Once I had finally found better words for the problem, the answer seemed obvious.

Memory.

My AI kept losing context between conversations, so I needed to give it a better memory.

Simple.

Except by this point, I had already built one.

Not the little box in an app where you tell it your job title and how you like your answers written. A proper memory system behind the agents I had been building.

Thousands of pieces of information. Searchable by meaning. Available after the original conversation had ended.

It was one of the more technically impressive things I had managed to create.

It also taught me that remembering something and understanding what it means are not the same thing.

Thirteen thousand memories

The system had started in ChromaDB, a database designed to help AI find information that is similar in meaning rather than only matching the exact words.
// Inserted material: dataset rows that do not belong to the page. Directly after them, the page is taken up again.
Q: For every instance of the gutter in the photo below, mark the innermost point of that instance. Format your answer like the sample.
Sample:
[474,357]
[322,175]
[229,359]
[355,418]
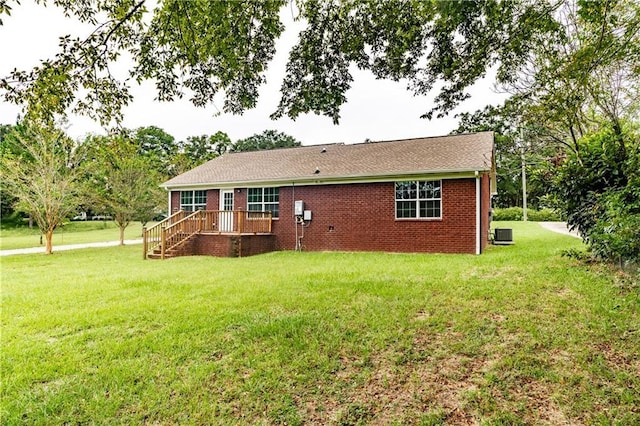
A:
[478,213]
[327,180]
Later, I moved it into Postgres and pgvector so it could live alongside the rest of the system instead of becoming another disconnected island.

By the end of that work, 2,558 memory items had been broken into 12,307 smaller chunks. There were 13,318 searchable embeddings behind them.

That is a technical way of saying the AI had a library containing thousands of things I had previously told it, written or recorded.

I could ask a question without remembering the exact phrase used six weeks earlier, and the system could find material with a similar meaning.

That was a huge improvement.

Before, forgetting the wording often meant losing the information.

Now the information could come back.

I thought that was the problem solved.

The wrong thing came back beautifully

The difficulty was not whether the system could retrieve something relevant.

It could.

The difficulty was that relevant is not the same as current, true or important.

A rejected idea can look very similar to the decision that replaced it.

An early plan can contain almost the same language as the final version.

A confident answer from three months ago can be a perfect match for today's question and still be completely wrong because something changed yesterday.

The memory system did not naturally know the difference.

It could bring back the paragraph.

It could not always bring back its status.

Was this a fact or a suggestion? Had I agreed it? Had it been superseded? Was it still waiting for somebody else? Which later discovery had changed it?

The words were stored.

The life around the words was missing.

A library is not a case file

I had built something very good at finding books in a library.

What I actually needed was closer to a case file.

A case file does not only keep every document. It tells you which one is evidence, which one is an allegation, which decision is active, what changed, who decided it and what remains unresolved.

If a new fact arrives, it does not merely sit beside the old conclusion because the two contain similar words.

It can reopen the conclusion.

That was the part my memory system could not do by itself.

Embeddings could tell me that two pieces of text were related.

They could not tell me what that relationship meant.

The difference sounds small until you let an AI act on what it retrieves.

Then it becomes the difference between useful context and a very well-informed mistake.

More memory created a new problem

There was another uncomfortable lesson.

The better the memory became, the more convincing the answers could sound.

An AI with no context is obviously limited. You can see it guessing.

An AI that retrieves five detailed notes, an old plan and a previous decision looks informed. It can quote dates. It can use the right language. It can sound as though it knows the entire history.

But if it cannot distinguish the live decision from the dead branch, all that context can make the wrong answer more persuasive.

I had assumed more memory would mean less hallucination.

Sometimes it just produced better-supported confusion.

That was not a reason to abandon memory. The system genuinely needed it.

It was a reason to stop asking memory to do a job it was never designed to do.

What I actually needed

I still needed the library.

But I also needed the connections around it.

This came from that conversation. It created these three branches. This branch became a proposal. That proposal was rejected for this reason. A later fact changed the decision. This is the version that is active now.

Not just what was said.

What happened to it afterwards.

That is the difference between remembering information and preserving understanding.

The first gives an AI more material to answer from.

The second gives it a chance of knowing which answer still matters.

I had given my AI a memory.

It could remember thousands of things.

It still needed somewhere for the mess between them to live.